I sink against the dresser in relief. “He doesn’t have anything to do with—”

“Oh, Mike.” Luis tsks. “The young never do. But that doesn’t mean that they don’t suffer the sins of their fathers, right?” He shakes his head sadly. “I mean, take your father. You suffered from his sins. Both you and your mother did.”

I don’t respond, and my relief at Jacob not being here is replaced by the growing fear that Luis is the reason that he isn’t. “Where’s Jacob?”

“He’s safe, Mike. You understand, of course, why we had to take him.”

I shake my head. “Luis, I’ve worked for you all for thirteen years, I would never run—”

“Of course you wouldn’t,” he says broadly. “I’m not worried about that. Because you know, Mike.

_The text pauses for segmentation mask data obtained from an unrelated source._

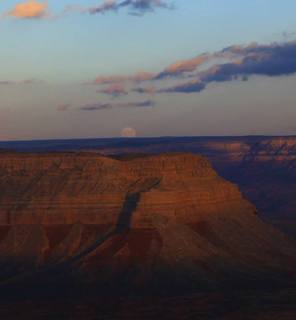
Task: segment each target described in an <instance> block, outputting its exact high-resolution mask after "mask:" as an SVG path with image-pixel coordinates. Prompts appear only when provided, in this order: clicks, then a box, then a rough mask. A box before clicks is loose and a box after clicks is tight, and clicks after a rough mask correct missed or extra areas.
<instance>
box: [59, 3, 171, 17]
mask: <svg viewBox="0 0 296 320" xmlns="http://www.w3.org/2000/svg"><path fill="white" fill-rule="evenodd" d="M124 8H126V9H128V10H129V13H130V14H131V15H135V16H142V15H144V14H145V13H147V12H153V11H154V10H155V9H158V8H163V9H172V8H173V6H172V5H170V4H169V3H168V2H167V1H165V0H122V1H118V0H105V1H104V2H103V3H102V4H100V5H97V6H92V7H82V6H68V7H66V9H65V10H64V13H68V12H79V13H88V14H91V15H95V14H104V13H107V12H117V11H119V10H121V9H124Z"/></svg>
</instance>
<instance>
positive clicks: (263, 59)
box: [134, 42, 296, 93]
mask: <svg viewBox="0 0 296 320" xmlns="http://www.w3.org/2000/svg"><path fill="white" fill-rule="evenodd" d="M212 57H221V58H222V57H223V58H226V57H228V59H229V60H232V61H231V62H226V63H225V62H220V63H217V64H214V65H212V66H211V67H209V68H208V69H206V70H203V71H196V72H195V73H194V74H192V75H191V77H193V79H191V80H190V81H188V82H186V83H181V84H179V85H175V86H171V87H168V88H165V89H159V90H157V92H158V93H164V92H166V93H170V92H178V93H192V92H201V91H203V90H204V89H205V88H206V87H207V85H208V84H209V83H212V82H226V81H233V80H237V79H241V80H243V81H246V80H248V79H249V77H250V76H253V75H261V76H285V75H291V74H294V73H296V42H287V43H273V44H270V45H259V44H257V43H252V44H250V45H248V46H245V47H244V46H232V47H228V48H225V49H223V50H222V51H220V52H217V53H215V54H213V55H212ZM205 60H207V59H206V58H205ZM188 61H189V62H190V63H188V64H187V62H188ZM188 61H183V62H182V63H177V64H172V66H173V67H172V68H171V69H170V70H171V75H173V76H174V77H177V78H178V77H179V78H180V77H183V76H184V74H183V73H184V72H187V71H192V70H194V66H195V65H197V64H196V63H194V62H193V61H197V60H188ZM201 61H202V59H201ZM201 63H203V62H201ZM187 66H188V67H187ZM157 79H161V77H159V76H158V77H157ZM134 90H137V92H138V93H146V91H145V88H136V89H134Z"/></svg>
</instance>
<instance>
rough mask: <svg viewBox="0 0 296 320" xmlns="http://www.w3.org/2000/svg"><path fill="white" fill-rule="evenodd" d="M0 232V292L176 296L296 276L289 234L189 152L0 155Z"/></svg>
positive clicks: (271, 280) (231, 185)
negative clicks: (37, 287)
mask: <svg viewBox="0 0 296 320" xmlns="http://www.w3.org/2000/svg"><path fill="white" fill-rule="evenodd" d="M0 230H1V232H0V236H1V237H0V269H1V279H0V283H1V281H2V284H3V285H4V287H6V285H9V284H15V283H18V282H20V283H26V282H27V281H28V283H30V281H32V279H34V281H40V282H41V283H42V282H43V281H45V282H47V281H48V282H49V283H51V284H53V283H56V281H58V282H59V283H61V282H63V281H69V283H73V281H75V283H77V282H79V283H81V284H82V285H83V284H86V283H89V284H92V285H94V284H96V283H99V284H100V287H101V288H103V287H104V288H105V287H106V286H107V287H108V288H109V289H110V288H111V287H114V286H118V285H119V284H120V285H119V286H120V287H121V289H122V290H124V289H126V290H130V289H131V288H133V290H142V289H143V288H146V289H145V290H152V291H153V290H158V289H159V288H162V289H161V290H163V291H165V290H169V291H170V292H172V291H173V290H174V289H175V290H176V291H178V292H180V290H181V291H182V290H186V291H187V290H195V289H196V288H208V289H209V288H225V287H229V286H238V287H240V286H251V287H252V286H253V285H254V286H256V285H258V283H261V282H266V283H273V284H274V285H275V284H278V283H286V282H289V283H291V281H294V280H295V272H294V270H295V266H296V246H295V243H294V241H292V240H290V239H289V238H288V237H287V236H285V235H283V234H282V233H280V232H279V231H277V230H276V229H275V228H274V227H273V226H272V225H270V224H267V223H264V222H263V221H262V220H261V219H260V218H259V217H258V213H257V210H256V208H255V207H254V206H253V205H252V204H251V203H250V202H248V201H247V200H246V199H245V198H244V197H243V196H242V194H241V193H240V191H239V189H238V187H237V186H236V185H234V184H232V183H230V182H228V181H226V180H225V179H223V178H221V177H220V176H218V174H217V173H216V172H215V170H214V169H213V168H212V167H211V165H210V163H209V161H208V160H206V159H205V158H204V157H201V156H197V155H193V154H185V153H180V154H161V155H152V156H132V157H128V158H126V157H125V158H122V159H120V160H119V159H115V158H111V157H104V156H101V155H98V154H95V153H85V152H81V153H71V152H68V153H42V154H36V153H35V154H34V153H31V154H24V153H11V152H2V153H1V161H0ZM59 270H62V272H61V271H59ZM60 272H61V274H63V279H61V278H60V276H59V273H60ZM65 274H66V275H67V276H65ZM73 279H75V280H73ZM69 283H68V284H69ZM68 284H67V285H68ZM48 285H49V284H47V286H48ZM67 285H66V284H65V287H67ZM147 288H148V289H147Z"/></svg>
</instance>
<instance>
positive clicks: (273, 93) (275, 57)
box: [0, 0, 296, 140]
mask: <svg viewBox="0 0 296 320" xmlns="http://www.w3.org/2000/svg"><path fill="white" fill-rule="evenodd" d="M0 12H1V19H0V38H1V50H0V61H1V70H0V140H20V139H47V138H86V137H98V138H99V137H117V136H120V135H121V133H122V130H123V129H124V128H133V129H134V130H125V131H124V134H128V135H129V134H130V135H134V134H135V132H136V134H137V135H138V136H187V135H189V136H195V135H254V134H256V135H257V134H266V135H279V134H296V94H295V90H296V41H295V39H296V19H295V12H296V1H295V0H247V1H238V0H175V1H170V0H167V1H166V0H118V1H116V0H108V1H102V0H101V1H99V0H48V1H44V2H42V1H37V0H36V1H33V0H32V1H24V0H17V1H14V0H0Z"/></svg>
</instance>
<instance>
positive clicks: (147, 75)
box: [86, 71, 155, 85]
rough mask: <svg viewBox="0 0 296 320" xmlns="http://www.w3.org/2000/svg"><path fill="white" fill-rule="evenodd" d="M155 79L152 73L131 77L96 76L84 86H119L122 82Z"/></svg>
mask: <svg viewBox="0 0 296 320" xmlns="http://www.w3.org/2000/svg"><path fill="white" fill-rule="evenodd" d="M154 77H155V75H154V74H153V73H149V72H144V71H140V72H138V73H136V74H134V75H132V76H123V75H111V76H98V77H97V78H96V79H95V80H94V81H91V82H88V83H86V84H96V85H107V84H119V83H124V82H142V81H148V80H152V79H153V78H154Z"/></svg>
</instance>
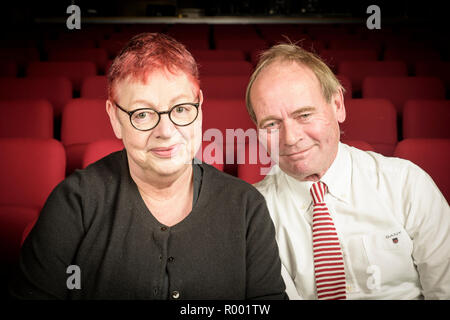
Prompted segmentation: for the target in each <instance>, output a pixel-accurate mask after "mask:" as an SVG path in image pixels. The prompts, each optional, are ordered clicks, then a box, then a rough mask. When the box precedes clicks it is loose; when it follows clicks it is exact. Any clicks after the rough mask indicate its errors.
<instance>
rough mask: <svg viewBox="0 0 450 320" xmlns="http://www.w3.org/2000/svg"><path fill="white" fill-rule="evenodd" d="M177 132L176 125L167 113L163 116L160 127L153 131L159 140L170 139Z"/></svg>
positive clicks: (159, 123)
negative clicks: (159, 139)
mask: <svg viewBox="0 0 450 320" xmlns="http://www.w3.org/2000/svg"><path fill="white" fill-rule="evenodd" d="M175 130H176V128H175V124H174V123H173V122H172V121H171V120H170V118H169V115H168V114H167V113H165V114H162V115H161V119H160V120H159V123H158V125H157V126H156V127H155V128H154V129H153V134H154V135H156V137H157V138H162V139H164V138H170V137H172V135H173V132H174V131H175Z"/></svg>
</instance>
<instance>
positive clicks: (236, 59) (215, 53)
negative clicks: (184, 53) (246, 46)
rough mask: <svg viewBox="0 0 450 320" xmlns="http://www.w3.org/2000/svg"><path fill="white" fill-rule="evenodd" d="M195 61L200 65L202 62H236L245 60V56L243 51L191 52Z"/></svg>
mask: <svg viewBox="0 0 450 320" xmlns="http://www.w3.org/2000/svg"><path fill="white" fill-rule="evenodd" d="M191 53H192V55H193V56H194V58H195V60H196V61H197V62H199V63H201V62H202V61H211V60H212V61H216V60H219V61H225V60H227V61H236V60H238V61H239V60H245V54H244V52H243V51H241V50H200V49H193V50H191Z"/></svg>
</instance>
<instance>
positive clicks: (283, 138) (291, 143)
mask: <svg viewBox="0 0 450 320" xmlns="http://www.w3.org/2000/svg"><path fill="white" fill-rule="evenodd" d="M302 137H303V129H302V126H301V125H300V124H299V123H297V122H296V121H295V120H293V119H288V120H286V121H285V122H284V124H283V127H282V129H281V133H280V139H281V141H280V145H286V146H293V145H295V144H296V143H297V142H298V141H299V140H301V139H302Z"/></svg>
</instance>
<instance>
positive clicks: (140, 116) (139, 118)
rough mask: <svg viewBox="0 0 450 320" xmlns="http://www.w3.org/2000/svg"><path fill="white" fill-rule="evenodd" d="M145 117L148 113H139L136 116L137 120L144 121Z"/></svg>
mask: <svg viewBox="0 0 450 320" xmlns="http://www.w3.org/2000/svg"><path fill="white" fill-rule="evenodd" d="M147 115H148V112H139V113H138V114H137V115H136V118H138V119H145V118H146V117H147Z"/></svg>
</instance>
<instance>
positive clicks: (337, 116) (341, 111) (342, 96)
mask: <svg viewBox="0 0 450 320" xmlns="http://www.w3.org/2000/svg"><path fill="white" fill-rule="evenodd" d="M331 103H332V106H333V109H334V112H335V114H336V119H337V121H338V122H339V123H342V122H344V121H345V118H346V112H345V105H344V94H343V92H342V89H339V91H338V92H336V93H335V94H334V95H333V97H332V101H331Z"/></svg>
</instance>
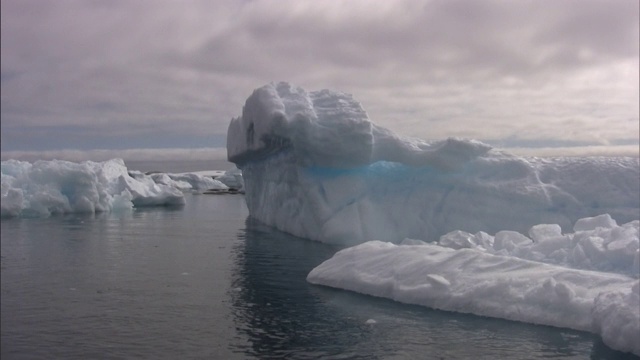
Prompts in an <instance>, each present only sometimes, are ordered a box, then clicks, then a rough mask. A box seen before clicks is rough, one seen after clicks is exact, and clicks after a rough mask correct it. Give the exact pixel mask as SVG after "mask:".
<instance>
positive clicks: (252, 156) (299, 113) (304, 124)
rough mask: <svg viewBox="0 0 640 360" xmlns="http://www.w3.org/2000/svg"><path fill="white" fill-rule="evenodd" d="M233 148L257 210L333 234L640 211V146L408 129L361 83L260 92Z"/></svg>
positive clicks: (270, 223) (235, 156)
mask: <svg viewBox="0 0 640 360" xmlns="http://www.w3.org/2000/svg"><path fill="white" fill-rule="evenodd" d="M227 154H228V159H229V161H231V162H234V163H236V165H237V166H238V168H240V169H241V170H242V174H243V178H244V181H245V184H244V188H245V192H246V201H247V206H248V208H249V212H250V214H251V216H252V217H254V218H255V219H257V220H259V221H261V222H263V223H265V224H267V225H271V226H274V227H276V228H278V229H280V230H282V231H285V232H288V233H291V234H294V235H297V236H300V237H305V238H309V239H314V240H319V241H323V242H329V243H338V244H358V243H362V242H364V241H368V240H371V239H377V240H384V241H392V242H399V241H402V240H403V239H405V238H413V239H421V240H426V241H437V240H438V239H439V237H440V236H441V235H444V234H446V233H449V232H451V231H455V230H461V231H465V232H468V233H476V232H478V231H484V232H488V233H497V232H499V231H518V232H520V233H525V232H527V231H528V229H529V228H530V227H531V226H533V225H536V224H558V225H559V226H560V228H561V229H562V230H563V231H570V230H571V228H572V226H573V224H574V223H575V222H576V221H577V220H579V219H581V218H586V217H593V216H597V215H601V214H610V215H611V217H612V218H614V219H616V220H617V221H619V222H621V223H626V222H629V221H632V220H636V219H638V218H640V200H639V199H640V180H639V179H640V163H639V162H638V158H556V159H540V158H524V157H519V156H514V155H511V154H508V153H505V152H502V151H498V150H495V149H492V148H491V146H489V145H487V144H484V143H482V142H479V141H475V140H465V139H458V138H449V139H445V140H440V141H431V142H429V141H423V140H419V139H413V138H406V137H402V136H399V135H397V134H394V133H393V132H391V131H390V130H387V129H384V128H382V127H380V126H377V125H375V124H374V123H373V122H371V121H370V120H369V118H368V115H367V114H366V112H365V110H364V109H363V108H362V106H361V105H360V104H359V103H358V102H357V101H356V100H354V99H353V97H352V96H351V95H349V94H345V93H342V92H337V91H330V90H321V91H311V92H307V91H305V90H304V89H301V88H299V87H296V86H294V85H292V84H289V83H286V82H281V83H271V84H268V85H265V86H263V87H261V88H258V89H256V90H255V91H254V92H253V93H252V94H251V96H249V98H248V99H247V101H246V103H245V105H244V107H243V109H242V116H240V117H238V118H234V119H232V120H231V122H230V124H229V130H228V133H227Z"/></svg>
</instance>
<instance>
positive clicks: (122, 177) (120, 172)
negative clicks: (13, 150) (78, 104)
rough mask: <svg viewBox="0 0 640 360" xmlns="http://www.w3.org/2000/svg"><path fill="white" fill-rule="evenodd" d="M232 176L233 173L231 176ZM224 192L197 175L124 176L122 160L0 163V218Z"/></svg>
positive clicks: (87, 211)
mask: <svg viewBox="0 0 640 360" xmlns="http://www.w3.org/2000/svg"><path fill="white" fill-rule="evenodd" d="M236 175H237V174H236ZM212 188H213V189H227V186H226V185H224V184H223V183H222V182H220V181H218V180H214V179H213V178H211V177H209V176H203V175H200V174H190V173H188V174H165V173H160V174H152V175H145V174H143V173H142V172H140V171H133V170H132V171H129V170H127V167H126V166H125V163H124V161H123V160H122V159H112V160H108V161H104V162H93V161H85V162H82V163H74V162H69V161H63V160H51V161H44V160H40V161H36V162H34V163H29V162H26V161H18V160H7V161H2V191H1V198H2V206H1V216H2V217H15V216H49V215H52V214H66V213H98V212H110V211H116V210H126V209H132V208H133V207H145V206H180V205H184V203H185V199H184V192H186V191H196V192H198V191H202V190H208V189H212Z"/></svg>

You know how we would react to that.And it’s a shame, with you already losing your wife ...” He stands and claps his hands on either side of my shoulders, and I remember when I first met him. I’d found him charming. We’d met at a Vegas craps table and then taken shots with cigars, and he’d asked me a dozen questions about diversification of portfolios, and I had come home and bragged to Lillian about the new client I had. The new client, who was bringing over a mid-six-figure account. Back then, I thought that was big. Back then, I was so impressed by Luis and his future possibilities that I bent a few securities laws. Wee ones. Unimportant ones.

I stepped over the line and it moved. Then I stepped over it again and it grew fainter. Blurrier. I took a few more steps, and now I’m here, and my son is somewhere “safe,” and all I need to do to bring him back is move $400 million that I can’t access.

His hands tighten on my shoulders, and he is looking up into my face and giving the same warm, encouraging smile that he gave to Wes Flockhart, right before he used a drill bit on his left collarbone. “We want to make sure you’re okay, Mike. Because my partners, they are getting nervous.”

As they should be. They should be shitting their pants, because if this savings account is gone—and it is gone—every one of them is ruined and dead. Including me. And including Jacob.

He smiles again, but I can see the fear in his eyes, and I wonder if he’s the one who put that bug in Lillian’s calendar. “So let’s go together, Mike. Let’s go and transfer Colorado to where it belongs.”

CHAPTER 66

LILLIAN

Something has changed, and Aerosmith and Tank Top are all business, and they are moving Jacob down a staircase and into the basement. Now is when my mothering instincts scream the alarm because nothing good exists in this basement. There are shackles—actual shackles—attached to the wall and hanging, waiting for someone’s wrists and ankles. I don’t have to see this. I could fade away, return to the morgue, where I could watch as they pin my skin back together in a way that will look natural for the funeral. Or I could go to the house and watch as my husband continues to coldly rearrange his life to accommodate one fewer person. But if Jacob has to be here, I will be here. I will feel each pain and watch and agonize because that is my duty as a mother, even if I feel like I’m fading with each hour that passes. Even now, as they say something to him, as they push him into the chair and one of the men draws his gun ... their voices are beginning to muffle, and Jacob is blurry, then sharp. I blink rapidly and try to ground myself, try to stand in between his chair and the gun, try to say something that someone will be able to hear. I plead that we have money, that we will pay, that they do not need to kill this boy.